Each query to the Google API may contain some origins and some destinations, so ideally we would work out the minimum number of such queries necessary to "cover" all the request pairs in $G$. Determining the exact minimum (or even appproximations) is likely to be very difficult, based on what is known about computational complexity of similar set cover problems.

Let $m_q$ be the number of origins and $n_q$ the number of destinations in a query $q$, satisfying the restrictions:

$$ m_q \le 25 \; , \; n_q \le 25 \; , \; m_q n_q \le 100 $$

Such a Cartesian product of origins and destinations amounts to a complete bipartite graph on the respective labelled locations, or a biclique as it is often termed in this context.

We will allow queries that returns some distance results which are not included in the collection $G$ of request pairs. This distinguishes our problem from what is commonly called the biclique cover problem, because we allow those extraneous edges in the potential product sets used to cover the essential edges of $G$. To force the data into a mold of a strict set cover problem, we can imagine that the distance pairs returned by a query are intersected with the collection that defines $G$, ridding ourselves of the extraneous edges but hiding the biclique structure behind our queries.

We also allow the same distance result to appear in more than one query, though of course we only need each edge of $G$ to appear at least once. That makes this an edge covering problem, rather than an edge partitioning problem.

A pertinent term of art here is "community detection" particularly as applied to bipartite graphs or "networks" as much of the literature phrases it.

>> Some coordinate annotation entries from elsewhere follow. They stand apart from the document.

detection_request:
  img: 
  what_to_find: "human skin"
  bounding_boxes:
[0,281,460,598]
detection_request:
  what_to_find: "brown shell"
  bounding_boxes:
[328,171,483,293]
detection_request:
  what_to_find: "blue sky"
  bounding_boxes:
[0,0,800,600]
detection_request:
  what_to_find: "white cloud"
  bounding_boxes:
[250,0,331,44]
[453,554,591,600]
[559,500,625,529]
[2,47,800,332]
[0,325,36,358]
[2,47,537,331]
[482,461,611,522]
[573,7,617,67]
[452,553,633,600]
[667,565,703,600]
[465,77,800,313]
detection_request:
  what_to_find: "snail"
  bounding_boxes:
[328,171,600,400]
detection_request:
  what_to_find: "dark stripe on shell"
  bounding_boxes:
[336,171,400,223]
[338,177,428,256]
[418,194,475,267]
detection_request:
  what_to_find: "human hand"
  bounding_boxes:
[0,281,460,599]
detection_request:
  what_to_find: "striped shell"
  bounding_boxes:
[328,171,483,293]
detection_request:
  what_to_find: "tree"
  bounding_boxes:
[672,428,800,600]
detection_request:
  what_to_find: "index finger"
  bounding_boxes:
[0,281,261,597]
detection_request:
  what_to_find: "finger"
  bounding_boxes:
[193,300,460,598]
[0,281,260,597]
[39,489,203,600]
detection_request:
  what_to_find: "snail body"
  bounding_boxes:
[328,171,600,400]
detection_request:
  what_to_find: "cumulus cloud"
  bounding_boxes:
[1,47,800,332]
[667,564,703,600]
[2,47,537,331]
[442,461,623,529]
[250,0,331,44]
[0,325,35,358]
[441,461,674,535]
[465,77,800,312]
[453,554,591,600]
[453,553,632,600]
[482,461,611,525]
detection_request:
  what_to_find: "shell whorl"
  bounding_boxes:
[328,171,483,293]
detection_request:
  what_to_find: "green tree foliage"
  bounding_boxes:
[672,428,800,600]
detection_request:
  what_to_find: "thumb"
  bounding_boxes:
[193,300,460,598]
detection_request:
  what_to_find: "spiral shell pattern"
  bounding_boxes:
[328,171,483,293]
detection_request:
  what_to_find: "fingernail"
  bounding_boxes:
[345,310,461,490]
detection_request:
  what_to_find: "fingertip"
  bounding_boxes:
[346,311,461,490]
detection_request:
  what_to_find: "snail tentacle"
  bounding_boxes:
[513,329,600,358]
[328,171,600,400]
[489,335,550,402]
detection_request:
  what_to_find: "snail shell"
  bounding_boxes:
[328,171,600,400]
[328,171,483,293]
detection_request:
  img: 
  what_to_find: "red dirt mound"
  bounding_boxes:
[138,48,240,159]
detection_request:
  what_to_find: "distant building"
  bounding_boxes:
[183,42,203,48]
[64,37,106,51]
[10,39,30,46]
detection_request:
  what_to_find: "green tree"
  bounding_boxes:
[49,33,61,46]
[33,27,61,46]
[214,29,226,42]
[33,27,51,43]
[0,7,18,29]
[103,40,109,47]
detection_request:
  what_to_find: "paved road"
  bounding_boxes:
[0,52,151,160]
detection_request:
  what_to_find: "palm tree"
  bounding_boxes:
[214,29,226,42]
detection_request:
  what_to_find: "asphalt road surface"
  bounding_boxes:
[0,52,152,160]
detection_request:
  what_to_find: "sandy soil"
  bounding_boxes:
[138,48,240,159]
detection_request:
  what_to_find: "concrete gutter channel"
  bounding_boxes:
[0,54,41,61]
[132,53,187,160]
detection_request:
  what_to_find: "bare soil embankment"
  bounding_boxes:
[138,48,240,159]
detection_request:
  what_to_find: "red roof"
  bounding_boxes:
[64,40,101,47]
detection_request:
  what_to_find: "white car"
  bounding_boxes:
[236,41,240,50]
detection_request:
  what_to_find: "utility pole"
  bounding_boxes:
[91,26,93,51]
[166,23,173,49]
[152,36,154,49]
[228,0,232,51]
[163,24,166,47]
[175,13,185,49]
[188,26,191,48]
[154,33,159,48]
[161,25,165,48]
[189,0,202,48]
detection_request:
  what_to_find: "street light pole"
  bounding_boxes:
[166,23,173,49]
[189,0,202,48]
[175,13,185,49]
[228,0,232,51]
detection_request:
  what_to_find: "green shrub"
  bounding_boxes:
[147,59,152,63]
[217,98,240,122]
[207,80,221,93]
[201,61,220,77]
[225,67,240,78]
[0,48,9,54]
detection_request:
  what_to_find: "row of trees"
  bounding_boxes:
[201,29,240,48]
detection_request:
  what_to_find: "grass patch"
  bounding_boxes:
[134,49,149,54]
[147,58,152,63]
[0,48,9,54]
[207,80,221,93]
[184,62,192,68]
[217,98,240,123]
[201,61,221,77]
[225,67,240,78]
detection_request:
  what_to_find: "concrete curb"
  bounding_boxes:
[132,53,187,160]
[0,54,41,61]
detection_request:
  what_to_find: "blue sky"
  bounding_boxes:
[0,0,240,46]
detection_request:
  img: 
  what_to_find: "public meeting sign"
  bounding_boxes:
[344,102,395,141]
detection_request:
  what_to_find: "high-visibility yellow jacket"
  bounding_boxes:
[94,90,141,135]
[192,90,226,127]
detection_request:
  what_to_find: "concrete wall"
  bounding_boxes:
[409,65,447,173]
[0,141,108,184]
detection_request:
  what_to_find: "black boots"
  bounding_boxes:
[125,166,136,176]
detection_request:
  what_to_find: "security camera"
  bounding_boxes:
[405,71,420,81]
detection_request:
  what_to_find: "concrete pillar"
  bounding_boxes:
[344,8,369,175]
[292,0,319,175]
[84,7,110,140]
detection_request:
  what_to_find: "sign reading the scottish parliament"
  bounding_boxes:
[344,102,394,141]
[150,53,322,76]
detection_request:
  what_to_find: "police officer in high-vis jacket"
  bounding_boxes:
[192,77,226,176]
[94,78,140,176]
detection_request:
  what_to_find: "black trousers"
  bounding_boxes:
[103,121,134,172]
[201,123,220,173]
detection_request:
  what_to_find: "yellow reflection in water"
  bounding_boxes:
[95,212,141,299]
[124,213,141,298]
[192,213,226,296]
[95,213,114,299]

The goal of algorithms in this literature is to find sets of nodes in one part of the bipartite graph $G$ which largely share the same neighbors. Thus an example would be four origin locations which all have twenty-five destination locations in common. Such a "cluster" or community would make an ideal candidate for an efficient query since with one query we would get one hundred of the desired distance results.

Given that you have a few million request pairs in your collection $G$, it might well reduce the total time for queries to do some optimization of this kind. I'll give some references to the recent literature, and if there is interest in either pursuing some of their ideas or in formulating a Quick-and-Dirty alternative, I'd be happy to follow through.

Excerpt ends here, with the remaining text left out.